Üst düzey bir bürokratın, bir memur kadına cinsel tacizde bulunması ile ilgili, 15 örgüt tarafından bugün Başbakanlık önünde protesto eylemi düzenlendi.
Eyleme destek veren örgütler adına basın bildirisini okuyan Mine Atlı, taciz olayını gerçekleştirdiği söylenen kişinin kimliği konusunda devletin yetkili birimlerine bilgi verildiğini belirterek, söz konusu kişiyle ilgili ivedilikle soruşturma açılmasını talep etti.
Akova Kadınlar Birliği, Baraka Kültür Merkezi, Birleşik Kıbrıs Partisi (BKP), Feminist Atölye (FEMA), Kadından Yaşama Destek Derneği (KAYAD), Kıbrıs Türk Amme Memurları Sendikası (KTAMS), Kıbrıs Türk Orta Eğitim Öğretmenler Sendikası (KTOEÖS), Kıbrıs Türk Öğretmenler Sendikası (KTÖS), Kıbrıslı Türk İnsan Hakları Vakfı (KTİHV), POST Araştırma Enstitüsü, Sosyal Riskleri Önleme Vakfı, Toplumsal Cinsiyet ve Azınlıklar Enstitüsü, YKP-fem, Yurtsever Kadınlar Birliği eyleme destek verdi.
Okunan ortak açıklama şöyle:
Geçtiğimiz günlerde bir kamu kurumunda, yüksek bir bürokratın memur bir kadına cinsel tacizde bulunduğu haberi kamuoyunun bilgisine getirilmişti. Basına yansıyan bu taciz olayı maalesef münferit bir olay değil, kadınların sıklıkla işyerlerinde karşılaştıkları bir hak ihlalidir. İş ortamında çalışma arkadaşlarının, özellikle üst kademe personelin, emri altında çalışan kadınlara cinsel içerikli şakalar yapması, pornografik fotoğraf göstermesi, özel buluşma ve cinsel ilişki teklifinde bulunması cinsel taciz tanımı içine girmekte, kadınların kişilik haklarına ve bedensel bütünlüklerine saldırmaktadır. Kadınları cinsel bir meta olarak algılayan bu zihniyetteki yöneticiler, kadınlar yapılan teklifleri reddettiklerinde de bağırma, çalışma arkadaşları önünde hakaret etme, yok sayma, üstlerine ve meslektaşlarına kötüleme şeklinde sistematik ‘bezdirme’ (mobbing) yöntemi ile ikinci bir hak ihlaline maruz bırakmaktadır.

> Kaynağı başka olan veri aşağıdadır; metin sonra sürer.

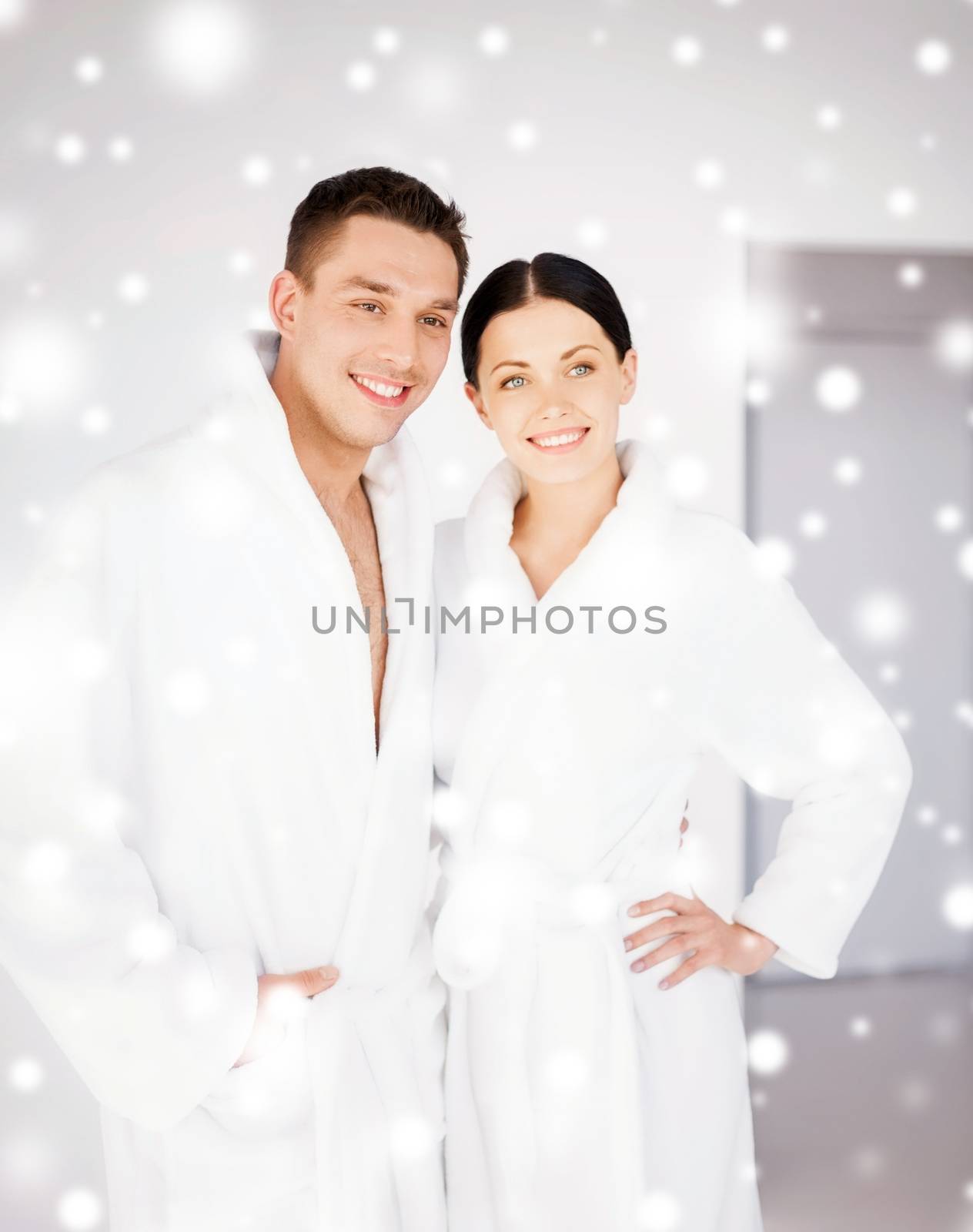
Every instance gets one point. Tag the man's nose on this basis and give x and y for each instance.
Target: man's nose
(398, 346)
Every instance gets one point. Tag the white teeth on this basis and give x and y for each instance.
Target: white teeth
(382, 391)
(564, 439)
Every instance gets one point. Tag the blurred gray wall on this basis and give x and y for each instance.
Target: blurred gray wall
(151, 158)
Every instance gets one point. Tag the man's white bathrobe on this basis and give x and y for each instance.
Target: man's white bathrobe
(192, 798)
(579, 1096)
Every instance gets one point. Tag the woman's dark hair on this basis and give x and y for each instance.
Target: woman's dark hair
(548, 276)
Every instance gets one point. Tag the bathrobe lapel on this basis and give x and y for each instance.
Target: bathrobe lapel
(382, 970)
(609, 568)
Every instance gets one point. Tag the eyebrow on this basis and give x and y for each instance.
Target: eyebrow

Geçtiğimiz günlerde basına yansıyan taciz olayında, tacizi yapan yüksek bürokratın kim olduğu ilgili Bakan, Başbakan ve Cumhurbaşkanı da dâhil olmak üzere devletin tüm üst düzey yetkili birimlerine bildirilmiştir. Aşağıda imzası bulunan örgütler olarak, adı geçen yüksek bürokrat hakkında gerekli soruşturmanın ivedilikle yapılmasını talep ediyor, ilgili konuda gerekli tahkikatı yürütmeyen tüm yetkililerin en az cinsel taciz suçunu işleyen kişi kadar suçlu olduğunu düşünüyoruz.
Kamu kuruluşları ve özel sektör kurumları başta olmak üzere, yaşamın her alanında “cinsel tacize sıfır tolerans” ilkesinin bir an önce kabul edilmesini; cinsel taciz ve mobbing’in ne olduğu, hangi davranışları içerdiği ve kadınlar üzerindeki etkileri hakkında bilgilendirici eğitim programları düzenlenmesini; İş Yasası ve Ceza Yasası’nda mobbing ve cinsel taciz ile ilgili yapılacak düzenlemelerin yanı sıra, toplumsal cinsiyet temelli her türlü şiddetin ortadan kaldırılması için Toplumsal Cinsiyet Temelli Şiddeti Önleme Yasası’nın bir an önce düzenlenip Meclis’ten geçirilmesini talep ederiz.
Kadınız, cinsel obje değiliz! Kadınlar olarak yaşamın her alanında icra ettiğimiz mesleklerde saygı görmek ve saldırıya uğramadan var olabilmek hakkımızdır. Bu hakkımızı alıncaya dek dayanışma içinde direnmeye devam edeceğiz.